RTL synthesis has joined the array of tools developed by Cadence Design Systems that employ distributed processing, with the aim of exploring more ways of creating area- and power-efficient logic blocks.
The successor to Encounter RTL Compiler, Genus splits and distributes the blocks it processes at three different levels. For large blocks, the tool starts at the level of roughly 100,000-instance subblocks and working down to the unit level where the tasks are allocated to threads on a single server or workstation to try a number of different synthesis strategies in parallel to find the best fit for the design.
Paul Cunningham, Cadence vice president of R&D who moved over 18 months ago to front-end design at the company from his former focus on implementation tools such as CC-Opt, said synthesis needs to be able to cope with the diversity of design types – ranging from ultralow-energy IoT designs through mobile appliances up to cloud computing SoCs. This requires the exploration of many different gate-level outcomes to find the best fit for the design. “It’s anything we can do to get better power and area,” he said.
Image Parallelization strategy used by Genus to divide blocks among CPUs
The synthesis optimizations in Genus have focused on architectural transformations, not dissimilar to some of the techniques used in system-level synthesis. “Those are hugely powerful in trading power, performance and area. We characterize many different architectural transformations of the design. Every one of those configurations is a point on a curve. We funnel all of those results into an analytical solver to decide on the globally best PPA,” Cunningham said.
A customer test on a video codec block led to a 16 per cent improvement in area with the runtime halving to just under 15 minutes.
The decisions extend to considerations of different types of logic that can minimize attributes such as power for certain processes. For example, power consumption caused by glitches has emerged as an issue in finFET-based designs because the devices have focused attention back on dynamic power (Guide) and because some of the physical techniques for glitch minimization are not available with quantized devices.
“Power cost is one of the calculations, so it may pick a configuration that uses low-glitch arithmetic,” he said.
Cunningham said the use of architectural exploration in RTL synthesis may lead to more designers expressing their designs at a relatively high level rather than trying to overconstrain the synthesis through the use of almost gate-level constructs. “It’s like optimizing compilers for C++. Very few people use inline assembler now because the compiler generally produces better results. I believe that as our customers get more confidence in this approach they may change the way they write RTL.”
Although tools attempts to find the best candidate syntheses based on the current constraints, iteration caused by the need to hit power, area and timing targets as they become clearer from the implementation tools leads to numerous, time-consuming iterations. The job of optimizing the logic for implementation has to be done without forcing designers to iterate through full synthesis and place-and-route cycles many times over, Cunningham said.

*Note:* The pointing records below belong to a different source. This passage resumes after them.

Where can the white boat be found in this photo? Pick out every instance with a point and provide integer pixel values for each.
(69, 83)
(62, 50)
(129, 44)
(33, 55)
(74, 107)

Some iteration is inevitable, so the company has made it easier to iterate units and subblocks within the context of the overall block and SoC environment to make it easier to focus effort on problem spots.
“We can run the chip or a large block with the real floorplan with full physical synthesis of the kind that you would use for an over-the-weekend tapeout-ready run. Then cut out a section with a single command and from that run for a single RTL unit.”
The cutout section, which may be a single unit of RTL, carries the timing context within which the unit is sits in the full chip so that it can be used to constrain synthesis. “A designer might want to run synthesis on that unit five times in a day as it’s optimized,” Cunningham said. “The synthesis is done with a complete understanding of the interfaces, how it communicates with the memories and other blocks. We are bringing the physical further into synthesis.”
Cunningham claimed the use of auto-generated constraints from the chip-level context should at least halve the number of unit iterations.
Genus shares a lot of its implementation approaches with Innovus that, the company claims, leads to high correlation of results between the two tools which should cut the number of iterations there. “Innovus and Genus change the game in terms of unification, so we can deliver very tight correlation,” Cunningham claimed, pointing to techniques such as how the effects of wire-length are calculated. Genus takes into account the effects of wires to other nodes on the same wire to compute total wire-length and the effects.
Image Correlation for path-delay results between Genus and Innovus
Cadence said the difference between Genus and Innovus on path delay is to within 5 per cent, an improvement of 50 per cent over the previous generation of tools. The wire-length difference have halved to 1 per cent.
The parallelization used by Genus comes in three stage. The first stage groups chunks of logic that can be split off from others reasonably clearly. “We can’t cut them up into equal-sized chunks, we need to be careful not to cause inefficiencies on the boundaries. There has been a lot of innovation and fundamental IP developed here about how we cut up and distribute the design,” Cunningham claimed.
“We then run the parallelization at two levels. There is a coarse-grained cut and then it’s divided into even smaller pieces. That provides a lot of opportunities to speed things up across a network. Then, at the algorithm level, we leverage different threads in the same machine to try different approaches on the same unit. That final stage is one that has been around for some time,” Cunningham added.
“The parallelization scheme can kick in on even modestly sized blocks,” he said, adding that the approach allows for different types of server farm. “I could take a huge design and run it across 16 high-performance servers or a hundred smaller machines and it doesn’t matter.”